# eggs not hatching



## ryan (Mar 17, 2008)

how late can eggs hatch... i candled them the other day ( the day before they were suppposed to hatch ) and there was an air sac at the big end and a big dark space which showed that it was fertile ... that was about 2 days ago ... how late can eggs hatch like 21 days???


----------



## Skyeking (Jan 17, 2003)

Normally I don't usually see anything when candling eggs around/before the 18th day, as the chick takes up the whole egg.

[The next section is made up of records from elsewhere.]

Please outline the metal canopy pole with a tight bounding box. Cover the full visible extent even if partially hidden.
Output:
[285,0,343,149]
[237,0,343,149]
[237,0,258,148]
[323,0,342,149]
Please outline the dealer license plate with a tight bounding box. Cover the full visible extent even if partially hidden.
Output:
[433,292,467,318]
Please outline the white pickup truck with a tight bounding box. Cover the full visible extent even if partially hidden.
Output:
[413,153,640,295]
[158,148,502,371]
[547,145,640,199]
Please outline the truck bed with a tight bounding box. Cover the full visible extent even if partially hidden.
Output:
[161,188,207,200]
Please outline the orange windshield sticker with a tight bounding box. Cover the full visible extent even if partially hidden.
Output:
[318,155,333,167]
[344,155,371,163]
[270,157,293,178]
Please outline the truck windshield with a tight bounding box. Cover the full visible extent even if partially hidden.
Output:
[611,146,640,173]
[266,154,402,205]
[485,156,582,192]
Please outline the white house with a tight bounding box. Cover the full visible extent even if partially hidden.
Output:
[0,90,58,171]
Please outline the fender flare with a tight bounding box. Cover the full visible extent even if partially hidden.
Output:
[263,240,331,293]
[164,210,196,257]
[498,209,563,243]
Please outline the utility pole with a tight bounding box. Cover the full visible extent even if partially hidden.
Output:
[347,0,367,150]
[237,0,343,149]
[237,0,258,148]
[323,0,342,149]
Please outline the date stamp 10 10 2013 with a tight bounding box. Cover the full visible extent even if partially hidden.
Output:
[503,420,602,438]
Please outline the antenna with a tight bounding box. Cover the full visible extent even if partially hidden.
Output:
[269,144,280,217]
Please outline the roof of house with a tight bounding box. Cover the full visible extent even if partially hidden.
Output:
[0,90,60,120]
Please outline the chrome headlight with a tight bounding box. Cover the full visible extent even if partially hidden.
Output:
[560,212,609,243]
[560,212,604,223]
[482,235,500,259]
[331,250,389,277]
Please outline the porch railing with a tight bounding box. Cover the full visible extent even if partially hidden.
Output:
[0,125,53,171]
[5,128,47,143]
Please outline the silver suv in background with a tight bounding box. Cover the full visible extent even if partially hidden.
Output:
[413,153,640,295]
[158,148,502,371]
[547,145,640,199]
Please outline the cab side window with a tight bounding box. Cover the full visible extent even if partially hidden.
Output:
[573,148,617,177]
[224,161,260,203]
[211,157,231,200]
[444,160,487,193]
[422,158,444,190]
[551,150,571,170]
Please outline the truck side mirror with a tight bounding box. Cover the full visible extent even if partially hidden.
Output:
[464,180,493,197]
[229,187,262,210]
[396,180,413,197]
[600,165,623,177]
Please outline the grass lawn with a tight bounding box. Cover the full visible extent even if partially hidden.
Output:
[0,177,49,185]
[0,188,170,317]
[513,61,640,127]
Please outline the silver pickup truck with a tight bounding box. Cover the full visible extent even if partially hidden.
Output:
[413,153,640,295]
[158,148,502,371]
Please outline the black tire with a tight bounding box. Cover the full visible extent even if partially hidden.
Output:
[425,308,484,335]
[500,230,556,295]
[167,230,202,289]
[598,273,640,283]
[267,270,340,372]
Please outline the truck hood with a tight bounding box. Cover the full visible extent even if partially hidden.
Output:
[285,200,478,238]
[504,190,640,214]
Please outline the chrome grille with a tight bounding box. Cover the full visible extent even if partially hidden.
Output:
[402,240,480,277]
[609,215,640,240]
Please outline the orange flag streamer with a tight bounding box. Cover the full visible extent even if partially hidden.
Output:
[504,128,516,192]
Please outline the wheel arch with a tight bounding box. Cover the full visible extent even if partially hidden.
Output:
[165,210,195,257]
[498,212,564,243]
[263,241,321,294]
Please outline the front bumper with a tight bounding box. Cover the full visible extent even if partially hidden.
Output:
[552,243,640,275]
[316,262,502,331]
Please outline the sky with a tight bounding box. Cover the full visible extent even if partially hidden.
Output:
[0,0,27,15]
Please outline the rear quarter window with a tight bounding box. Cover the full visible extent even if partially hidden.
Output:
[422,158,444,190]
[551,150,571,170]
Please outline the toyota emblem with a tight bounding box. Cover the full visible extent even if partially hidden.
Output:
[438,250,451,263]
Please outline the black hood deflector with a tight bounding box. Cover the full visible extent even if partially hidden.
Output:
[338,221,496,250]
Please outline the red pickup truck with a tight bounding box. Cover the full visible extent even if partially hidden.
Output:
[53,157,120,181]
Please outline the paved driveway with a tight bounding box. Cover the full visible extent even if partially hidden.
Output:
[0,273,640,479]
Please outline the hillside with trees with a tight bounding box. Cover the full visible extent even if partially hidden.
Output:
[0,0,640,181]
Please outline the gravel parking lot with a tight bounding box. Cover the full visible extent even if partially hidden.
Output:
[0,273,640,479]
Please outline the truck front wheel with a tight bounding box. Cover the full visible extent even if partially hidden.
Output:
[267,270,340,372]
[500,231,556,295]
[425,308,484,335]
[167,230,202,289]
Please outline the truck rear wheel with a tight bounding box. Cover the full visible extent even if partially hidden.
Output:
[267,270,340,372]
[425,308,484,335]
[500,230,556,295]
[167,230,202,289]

Are you sure the eggs are that far along-have they actually been incubated for 18 days? I would give it another few days, at least, just to be sure.


----------



## ryan (Mar 17, 2008)

im not too sure about the dates but i am pretty sure it has been about 18 days ... yeah ill give it a few more days or wait for the parents to abandon it......that it what i am seeing now a dark space .. the chick so i am pretty sure they are still alive lol


----------



## Skyeking (Jan 17, 2003)

ryan said:


> im not too sure about the dates but i am pretty sure it has been about 18 days ... yeah ill give it a few more days or wait for the parents to abandon it......that it what i am seeing now a dark space .. the chick so i am pretty sure they are still alive lol


If the embryo is still alive perhaps the eggs aren't that far along, I agree, just let the parents make the decision.


----------



## ryan (Mar 17, 2008)

it seems as if tho every time i post a problem here it is resolved while discussing it lol the eggs are hatching right now .. well one of them lol


----------



## Lovebirds (Sep 6, 2002)

ryan said:


> it seems as if tho every time i post a problem here it is resolved while discussing it lol the eggs are hatching right now .. well one of them lol


That's a good thing! LOL


----------



## jbangelfish (Mar 22, 2008)

*Good deal*

Glad they are hatching.

Dead eggs develope a blotchy appearance, don't look right. Not only that but the parents won't sit on dead eggs for long. They know.

Bill


----------



## Skyeking (Jan 17, 2003)

Yippee!!!!! Glad to hear it!!


----------



## ryan (Mar 17, 2008)

bad news the first chick hatched half way out and then died.. why would this happen? and the second chick is now trying to break through but i noticed that the egg was on the concrete floor (in a hole in the nest so i put a plastic pan with sand for it and now the parents are not sitting on it. it has been about an hour now at night... its not too cold tho and the egg is in an enclosed corner will it hatch and will the parents go back to it??


----------



## ryan (Mar 17, 2008)

*.............*

i brought the egg inside and its in a cushion of toilet paper and under a lamp. i had left the light on in the loft so that the mother could find her way to the nest but she just cocked up her leg and went to sleep so i brought the egg in . is under the lamp good or would it be too bright for the chick inside?? please reply back quickly i dont want to kill the chick .


----------



## Skyeking (Jan 17, 2003)

You need to put the egg back with mom, put her back on the egg gently, it need to the warmth and moisture and stimulation she helps provide.


----------



## ryan (Mar 17, 2008)

well i threw out the egg this morning since i saw no movement and thought it was dead... when i threw it out it cracked and i saw it was alive so i helped him out. he is now under my lamp getting warm. what are they like as soon as they hatch? and when do they eat their first meal i.e how old ...thanks for the reply


----------



## Skyeking (Jan 17, 2003)

Don't keep him under the lamp, keep him warm like under a feather duster, and on a towel, with heating pad set on low underneath the towel.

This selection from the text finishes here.